Egress specializes in AI-driven data privacy and compliance software that secures unstructured data, one of the hottest growth areas in an industry faced with growing concerns about the security of online information. Egress recently collared $40 million in a Series C Funding round led by FTV Capital and AlbionVC.

More on Egress from this report in BusinessWire:

A market leader in privacy and risk management, Egress helps enterprises protect unstructured data to meet compliance requirements and drive business productivity. The company’s AI-powered platform enables users to control and secure the data they share in line with evolving compliance regulations, including GDPR, the NYDFS Cybersecurity Regulation (23 NYCRR 500), and the recently-passed California Consumer Privacy Act. Since raising $3.6 million in Series A funding in February 2014, Egress has grown ARR by 9x, acquired over 2,000 customers and now supports more than five million users globally.

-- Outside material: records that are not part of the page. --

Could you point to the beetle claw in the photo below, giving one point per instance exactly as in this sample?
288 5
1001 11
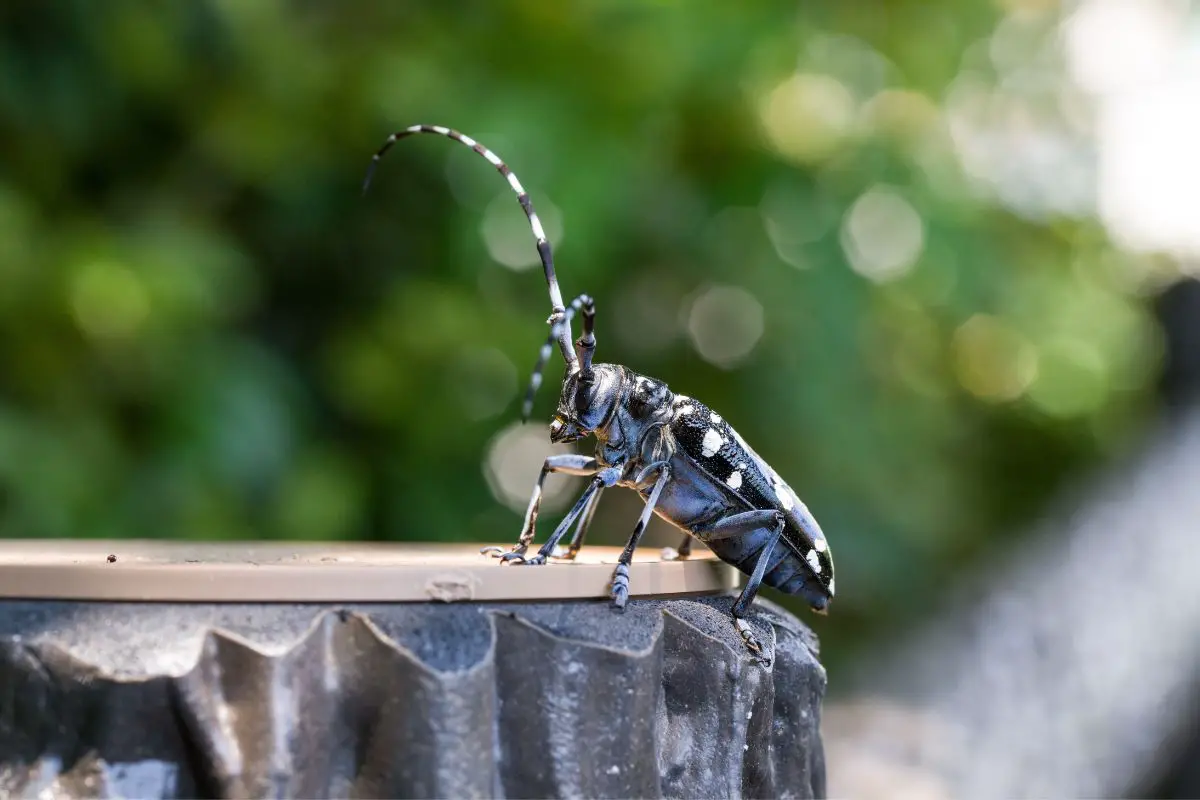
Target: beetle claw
619 591
751 642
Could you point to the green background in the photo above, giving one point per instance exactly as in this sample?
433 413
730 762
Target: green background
207 332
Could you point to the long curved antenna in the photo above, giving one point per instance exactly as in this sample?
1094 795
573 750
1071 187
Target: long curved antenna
581 302
561 324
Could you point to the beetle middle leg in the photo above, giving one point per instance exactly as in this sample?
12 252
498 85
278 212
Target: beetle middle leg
619 591
567 464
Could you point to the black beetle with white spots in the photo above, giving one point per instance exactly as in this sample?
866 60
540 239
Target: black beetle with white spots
691 467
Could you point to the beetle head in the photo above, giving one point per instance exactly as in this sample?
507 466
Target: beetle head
586 405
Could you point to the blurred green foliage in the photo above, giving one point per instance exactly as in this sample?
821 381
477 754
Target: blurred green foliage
207 332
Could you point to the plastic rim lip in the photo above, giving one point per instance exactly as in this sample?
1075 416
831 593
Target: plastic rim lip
307 572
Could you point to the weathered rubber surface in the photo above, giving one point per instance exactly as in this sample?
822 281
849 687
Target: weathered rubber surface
419 701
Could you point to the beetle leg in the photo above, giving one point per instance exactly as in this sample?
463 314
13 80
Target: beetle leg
603 480
619 591
751 589
568 464
581 530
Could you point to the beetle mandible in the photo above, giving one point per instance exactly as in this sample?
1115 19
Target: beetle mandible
689 464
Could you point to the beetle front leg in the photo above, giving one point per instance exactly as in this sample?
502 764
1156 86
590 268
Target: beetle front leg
681 553
619 591
603 480
581 530
567 464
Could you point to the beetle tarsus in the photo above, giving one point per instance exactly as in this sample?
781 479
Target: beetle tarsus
619 593
750 641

Egress customer, the State of Delaware, has been using the technology to help protect highly sensitive data and manage compliance. “As a regulated US Government State Agency, we recognized the importance of selecting a best-of-breed security partner,” explained Director of Network Engineering Mark Cabry. “Egress understands our complex business requirements and their technical innovation has helped us to maintain privacy and mitigate risk when sharing data across and outside government, leading us to deploy the service state-wide. It is therefore of little surprise that Egress is continuing to gain significant traction throughout the US market.”

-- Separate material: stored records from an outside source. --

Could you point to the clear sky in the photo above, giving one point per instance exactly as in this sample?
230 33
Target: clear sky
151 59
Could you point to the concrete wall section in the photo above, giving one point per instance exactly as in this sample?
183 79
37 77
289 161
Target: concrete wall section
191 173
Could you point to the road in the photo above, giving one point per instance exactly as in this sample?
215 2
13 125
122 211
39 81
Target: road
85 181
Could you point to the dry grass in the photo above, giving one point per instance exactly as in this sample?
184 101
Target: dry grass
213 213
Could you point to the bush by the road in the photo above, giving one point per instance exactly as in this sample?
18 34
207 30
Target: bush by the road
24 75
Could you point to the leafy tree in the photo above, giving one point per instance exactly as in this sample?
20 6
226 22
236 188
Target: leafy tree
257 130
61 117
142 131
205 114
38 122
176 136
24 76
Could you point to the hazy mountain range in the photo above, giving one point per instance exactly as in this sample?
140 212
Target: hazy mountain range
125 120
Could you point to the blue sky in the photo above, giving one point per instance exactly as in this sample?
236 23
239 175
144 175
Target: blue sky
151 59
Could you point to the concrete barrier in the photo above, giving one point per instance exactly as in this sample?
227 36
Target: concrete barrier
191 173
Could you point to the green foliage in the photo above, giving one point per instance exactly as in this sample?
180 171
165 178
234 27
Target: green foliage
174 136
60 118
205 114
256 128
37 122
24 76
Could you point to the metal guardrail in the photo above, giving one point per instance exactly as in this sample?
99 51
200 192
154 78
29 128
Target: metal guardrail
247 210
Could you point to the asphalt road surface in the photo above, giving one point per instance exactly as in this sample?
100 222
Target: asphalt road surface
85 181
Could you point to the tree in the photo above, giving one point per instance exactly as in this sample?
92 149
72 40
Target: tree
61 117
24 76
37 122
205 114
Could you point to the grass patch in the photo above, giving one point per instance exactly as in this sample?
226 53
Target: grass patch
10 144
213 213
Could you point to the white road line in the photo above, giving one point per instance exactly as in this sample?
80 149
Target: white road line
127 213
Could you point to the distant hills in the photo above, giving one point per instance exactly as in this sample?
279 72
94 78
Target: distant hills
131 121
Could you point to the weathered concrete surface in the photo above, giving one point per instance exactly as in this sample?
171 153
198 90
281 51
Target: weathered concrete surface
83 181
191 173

Tony Pepper, CEO and co-founder of Egress, commented on the announcement: “Today’s heightened security threats, combined with an increasingly complex regulatory landscape, means that organizations face considerable risk from data breaches, resulting in reputational damage and significant financial loss. At Egress, we help businesses mitigate this risk by wrapping security around the user and managing their experience using machine learning and AI. This risk-based approach helps users avoid potential mistakes, such as sending information to the wrong recipients, and provides security administrators with insight into behavioral anomalies across the business.”